Trump’s first director, Coats, had no such experience, aside from a brief stint on the Senate Intelligence Committee, but he had developed expertise on military issues. George W. Bush was even set to nominate him as secretary of defense until a job interview, where Coats displayed insufficient enthusiasm for an elaborate missile-defense system. (Vice President Dick Cheney then suggested that Donald Rumsfeld—who had planned to be CIA director—be nominated instead. History might have been different if Bush hadn’t been so keen on anti-missile missiles.)
Coats’ washout in the audition—his disinclination to say what Bush wanted him to say, just to get the job—spoke well for his character. As DNI, he has immersed himself in the work, diligently represented the views of the intelligence agencies, and shielded the other agencies from Trump’s wrath, taking much of the heat himself. And there has been a lot of heat to take.

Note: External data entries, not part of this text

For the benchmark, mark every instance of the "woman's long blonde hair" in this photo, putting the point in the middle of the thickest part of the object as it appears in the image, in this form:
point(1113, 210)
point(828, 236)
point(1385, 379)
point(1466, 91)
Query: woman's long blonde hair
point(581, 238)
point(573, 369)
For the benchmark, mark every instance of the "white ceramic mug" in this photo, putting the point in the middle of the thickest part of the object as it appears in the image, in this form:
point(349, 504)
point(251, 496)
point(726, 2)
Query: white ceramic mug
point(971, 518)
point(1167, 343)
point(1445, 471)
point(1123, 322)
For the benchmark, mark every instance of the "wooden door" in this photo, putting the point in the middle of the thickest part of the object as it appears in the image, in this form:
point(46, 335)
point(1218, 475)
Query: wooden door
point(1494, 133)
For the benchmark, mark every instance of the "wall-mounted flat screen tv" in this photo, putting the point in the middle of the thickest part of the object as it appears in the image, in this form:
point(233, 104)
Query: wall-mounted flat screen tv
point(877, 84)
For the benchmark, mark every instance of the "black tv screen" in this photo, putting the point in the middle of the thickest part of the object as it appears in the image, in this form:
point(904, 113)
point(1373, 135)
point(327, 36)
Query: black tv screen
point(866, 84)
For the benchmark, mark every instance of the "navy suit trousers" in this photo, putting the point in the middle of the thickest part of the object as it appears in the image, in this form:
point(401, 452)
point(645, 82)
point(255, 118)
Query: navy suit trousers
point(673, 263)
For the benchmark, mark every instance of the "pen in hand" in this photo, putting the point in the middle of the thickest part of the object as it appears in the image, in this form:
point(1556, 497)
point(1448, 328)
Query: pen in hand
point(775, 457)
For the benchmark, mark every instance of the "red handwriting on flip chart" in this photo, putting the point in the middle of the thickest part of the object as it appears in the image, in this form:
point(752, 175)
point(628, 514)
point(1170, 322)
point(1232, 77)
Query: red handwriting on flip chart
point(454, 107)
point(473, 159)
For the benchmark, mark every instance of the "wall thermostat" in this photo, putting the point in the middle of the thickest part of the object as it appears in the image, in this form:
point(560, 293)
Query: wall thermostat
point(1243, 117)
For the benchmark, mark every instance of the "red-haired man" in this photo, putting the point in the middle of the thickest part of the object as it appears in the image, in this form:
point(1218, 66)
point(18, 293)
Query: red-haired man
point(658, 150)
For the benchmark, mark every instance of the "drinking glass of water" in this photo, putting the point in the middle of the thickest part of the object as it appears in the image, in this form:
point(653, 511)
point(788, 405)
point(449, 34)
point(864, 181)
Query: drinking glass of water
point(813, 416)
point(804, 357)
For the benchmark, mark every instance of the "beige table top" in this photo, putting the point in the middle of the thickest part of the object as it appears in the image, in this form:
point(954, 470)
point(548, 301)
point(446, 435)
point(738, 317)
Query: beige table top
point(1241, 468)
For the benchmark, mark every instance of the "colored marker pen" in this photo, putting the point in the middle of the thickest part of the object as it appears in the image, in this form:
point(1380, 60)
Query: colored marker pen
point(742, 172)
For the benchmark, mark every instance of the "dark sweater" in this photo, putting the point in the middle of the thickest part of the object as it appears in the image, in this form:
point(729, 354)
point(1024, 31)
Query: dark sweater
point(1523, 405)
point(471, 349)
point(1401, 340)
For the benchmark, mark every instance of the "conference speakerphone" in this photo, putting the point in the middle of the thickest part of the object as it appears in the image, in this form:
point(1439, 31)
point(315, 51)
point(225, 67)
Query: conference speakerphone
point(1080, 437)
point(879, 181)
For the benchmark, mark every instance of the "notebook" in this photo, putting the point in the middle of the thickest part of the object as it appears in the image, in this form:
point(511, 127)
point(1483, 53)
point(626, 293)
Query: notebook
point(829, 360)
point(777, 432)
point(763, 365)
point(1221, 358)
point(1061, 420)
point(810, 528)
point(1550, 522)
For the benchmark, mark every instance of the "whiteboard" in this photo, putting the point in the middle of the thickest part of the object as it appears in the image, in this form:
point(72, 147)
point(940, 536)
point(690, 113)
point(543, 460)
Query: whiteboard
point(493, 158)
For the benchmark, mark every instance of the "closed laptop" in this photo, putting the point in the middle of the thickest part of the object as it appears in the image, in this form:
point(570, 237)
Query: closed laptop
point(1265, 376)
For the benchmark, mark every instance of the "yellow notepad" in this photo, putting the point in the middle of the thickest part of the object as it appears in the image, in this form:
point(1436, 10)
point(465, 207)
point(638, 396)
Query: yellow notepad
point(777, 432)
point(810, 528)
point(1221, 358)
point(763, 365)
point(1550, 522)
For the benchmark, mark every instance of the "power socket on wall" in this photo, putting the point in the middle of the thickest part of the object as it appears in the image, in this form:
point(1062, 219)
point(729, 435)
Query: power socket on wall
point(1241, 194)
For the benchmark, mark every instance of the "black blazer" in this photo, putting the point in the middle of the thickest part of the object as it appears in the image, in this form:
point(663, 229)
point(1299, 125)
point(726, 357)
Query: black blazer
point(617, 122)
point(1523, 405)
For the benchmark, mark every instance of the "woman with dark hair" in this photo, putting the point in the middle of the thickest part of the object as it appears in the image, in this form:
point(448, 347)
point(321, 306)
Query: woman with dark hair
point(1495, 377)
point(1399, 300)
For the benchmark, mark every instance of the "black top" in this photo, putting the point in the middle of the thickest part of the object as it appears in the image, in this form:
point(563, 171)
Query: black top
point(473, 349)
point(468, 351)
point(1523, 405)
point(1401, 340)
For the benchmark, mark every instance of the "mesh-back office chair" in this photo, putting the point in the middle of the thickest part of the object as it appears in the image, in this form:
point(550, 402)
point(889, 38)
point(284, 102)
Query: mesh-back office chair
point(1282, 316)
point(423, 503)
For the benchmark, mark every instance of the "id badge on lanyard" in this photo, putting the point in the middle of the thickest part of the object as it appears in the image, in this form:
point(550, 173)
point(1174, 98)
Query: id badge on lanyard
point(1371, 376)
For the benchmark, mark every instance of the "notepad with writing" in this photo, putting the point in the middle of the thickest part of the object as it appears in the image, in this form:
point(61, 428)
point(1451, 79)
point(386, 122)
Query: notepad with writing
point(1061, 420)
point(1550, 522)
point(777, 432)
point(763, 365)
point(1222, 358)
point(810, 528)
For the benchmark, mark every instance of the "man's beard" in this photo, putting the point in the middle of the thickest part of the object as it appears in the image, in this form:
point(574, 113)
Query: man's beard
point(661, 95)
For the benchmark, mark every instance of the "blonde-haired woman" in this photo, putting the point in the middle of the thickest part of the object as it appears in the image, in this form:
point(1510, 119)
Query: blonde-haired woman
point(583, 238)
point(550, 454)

Among other things, the DNI gives the president his daily intelligence briefing, and in those reports, as well as in his testimony to Congress, Coats has concluded that Iran no longer had a nuclear weapons program, that North Korea was unlikely to get rid of its nuclear arsenal, that ISIS was still an active terrorist organization, and that top Russian officials interfered in the 2016 election—all of which contradicted Trump’s views. At times, Trump has even publicly sided with assurances from Russian President Vladimir Putin and North Korean leader Kim Jong-un over the findings of the intelligence community.